This alleyway is brightly lit, no place for discretion, and yet here we are, my legs wrapped over his, his fingers gentle on my cheek. I ask if I can kiss him and our mouths pull together. We’re parked by a church, maybe its a school?, and I am here in this new, distant city wanting some kind of tenderness.
When he texted it was already late and I’d been drinking. On the way to meet him I stopped by the liquor store and stuffed a bag of chips in my mouth, hoping the starchy snacks would absorb some of the alcohol. I’d be cool, collected. On the way the silence was broken by two giant black dogs, snarling and barking as they tore down the driveway and after my bike. I pedaled as fast as I could, screaming “GET THE FUCK AWAY FROM ME” and they chased me through a busy intersection.
Luckily I made it across alone.
On the other side of night this all seems like a strange dream. A stranger’s lips in the alley, wild city dogs and burnt rubber. It’s almost noon and there is a thunderstorm through the window of this diner where I eat a stack of pancakes alone, staring into the Styrofoam box printed with American flags and soggy with too much maple-flavored syrup.
That bartender who fashioned me a whiskey drink earlier this week gave me her number in the back of a zine she filled with poems, and they made me cry so hard I had to text her. Thank god I did that.
At her house we sort through the mess of precious food items and moldy abandoned things in the fridge and set about defrosting. She tells me about her trauma. I tell her about mine. We talk about our mental health and our class backgrounds and the terrible men we’ve known. Some things we have in common. Some things we don’t have in common.

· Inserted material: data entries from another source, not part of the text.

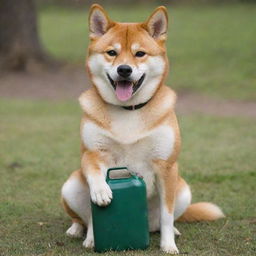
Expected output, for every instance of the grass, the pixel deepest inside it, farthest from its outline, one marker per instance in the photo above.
(211, 47)
(40, 147)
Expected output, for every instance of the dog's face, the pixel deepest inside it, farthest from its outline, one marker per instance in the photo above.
(127, 61)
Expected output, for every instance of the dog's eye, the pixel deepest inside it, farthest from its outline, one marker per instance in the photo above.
(112, 53)
(140, 54)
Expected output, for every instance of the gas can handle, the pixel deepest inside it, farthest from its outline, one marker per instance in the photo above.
(115, 168)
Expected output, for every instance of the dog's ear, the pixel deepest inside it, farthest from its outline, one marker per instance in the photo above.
(99, 22)
(157, 23)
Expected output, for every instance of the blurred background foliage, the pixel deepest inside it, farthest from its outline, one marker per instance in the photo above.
(211, 44)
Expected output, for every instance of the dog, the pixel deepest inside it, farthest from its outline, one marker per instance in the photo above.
(129, 120)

Her hard bartender voice gets gentler as we talk, and as her words warm I feel them thaw the joy in my chest that has gotten cold from disuse. We’re laughing together and her laugh is beautiful. I think I want to kiss her but I’m too scared so I just laugh.
Six months ago our friends died in a fire on the other side of Oakland from where I live. I haven’t been to the spot since it burned down.

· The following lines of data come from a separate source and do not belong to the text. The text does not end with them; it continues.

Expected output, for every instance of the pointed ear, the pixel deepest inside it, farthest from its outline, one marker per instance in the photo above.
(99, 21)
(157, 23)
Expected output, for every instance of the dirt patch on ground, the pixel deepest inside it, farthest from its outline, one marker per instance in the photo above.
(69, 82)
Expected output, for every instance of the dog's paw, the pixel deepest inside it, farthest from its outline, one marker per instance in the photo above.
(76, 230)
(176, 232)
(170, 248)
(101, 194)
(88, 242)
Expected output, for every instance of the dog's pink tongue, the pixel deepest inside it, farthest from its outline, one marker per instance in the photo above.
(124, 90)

People asked how I was for a few weeks, and then somehow everything gradually (it felt sudden) was normal again, and my smile was expected and my aches were considered pathology and I had to go to work. And at the same time my own trauma started to surface. Sexual assault. Heartbreak. Microaggressions. Transphobic violence. I feel crushed by the small things because I can’t even begin to address the big ones, but they are all pains held in my body.

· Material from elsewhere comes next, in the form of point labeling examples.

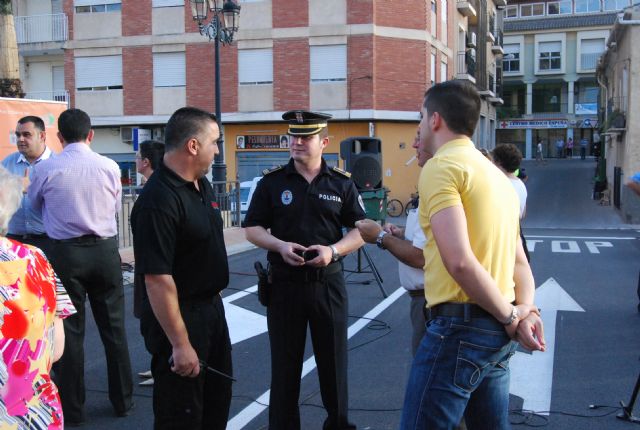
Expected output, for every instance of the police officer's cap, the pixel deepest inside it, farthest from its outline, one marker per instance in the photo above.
(305, 123)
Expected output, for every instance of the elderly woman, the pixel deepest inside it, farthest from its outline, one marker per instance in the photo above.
(32, 305)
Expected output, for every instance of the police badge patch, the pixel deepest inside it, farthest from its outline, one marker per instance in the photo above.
(286, 197)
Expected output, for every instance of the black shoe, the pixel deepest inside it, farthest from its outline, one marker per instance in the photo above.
(126, 412)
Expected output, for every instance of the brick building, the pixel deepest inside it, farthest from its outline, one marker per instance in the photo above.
(130, 64)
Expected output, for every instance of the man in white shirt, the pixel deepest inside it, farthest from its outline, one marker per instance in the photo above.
(406, 244)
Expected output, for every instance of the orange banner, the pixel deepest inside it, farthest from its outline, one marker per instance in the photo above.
(11, 110)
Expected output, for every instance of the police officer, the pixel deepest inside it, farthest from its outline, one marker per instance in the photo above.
(306, 204)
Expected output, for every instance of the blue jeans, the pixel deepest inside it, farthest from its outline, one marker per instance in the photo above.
(460, 365)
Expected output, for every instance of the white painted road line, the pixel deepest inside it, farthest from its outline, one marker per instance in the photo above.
(246, 415)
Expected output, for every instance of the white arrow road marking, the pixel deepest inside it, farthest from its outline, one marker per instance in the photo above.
(243, 324)
(256, 408)
(532, 374)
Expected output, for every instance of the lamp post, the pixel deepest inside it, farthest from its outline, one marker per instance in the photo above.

I feel as if I’ve forgotten how to talk to myself. I wave at myself shyly from across a crowded room. How are you? Are you okay? You look lonely.
Most days my heart feels hard. I can’t trust anyone enough to share the tender places in me, to share my genuine smile, my laughter. I don’t want to be seen, I’m too tired to see. And yet suddenly here, halfway across the country, I find myself writing poetry, for myself. Slamming my bike’s brakes and pulling my notebook out of my backpack, like its pages are oxygen.
I write a letter, from my old ancient self to my current self, after we win the revolution: thank you for fighting, thank you for surviving. I promise myself again I will make it through this.
I just needed to start the conversation.
On the last day we scrub out the refrigerator and drink coffee and eat vegan Mac N Cheese and I feel so much at home I forget my flight is leaving tonight. We go to the art museum and look into world of Diego Rivera painted on the walls, at old artifacts, at paintings donated when this city was a destination. We go to the beach and swim in our underwear and I worry a little bit but not too much about the fresh wound etched on my arm.
I promise I’ll write.
And when I cry on the plane and try to hide my tears in my sleeves I’m not sure if I’m happy or sad.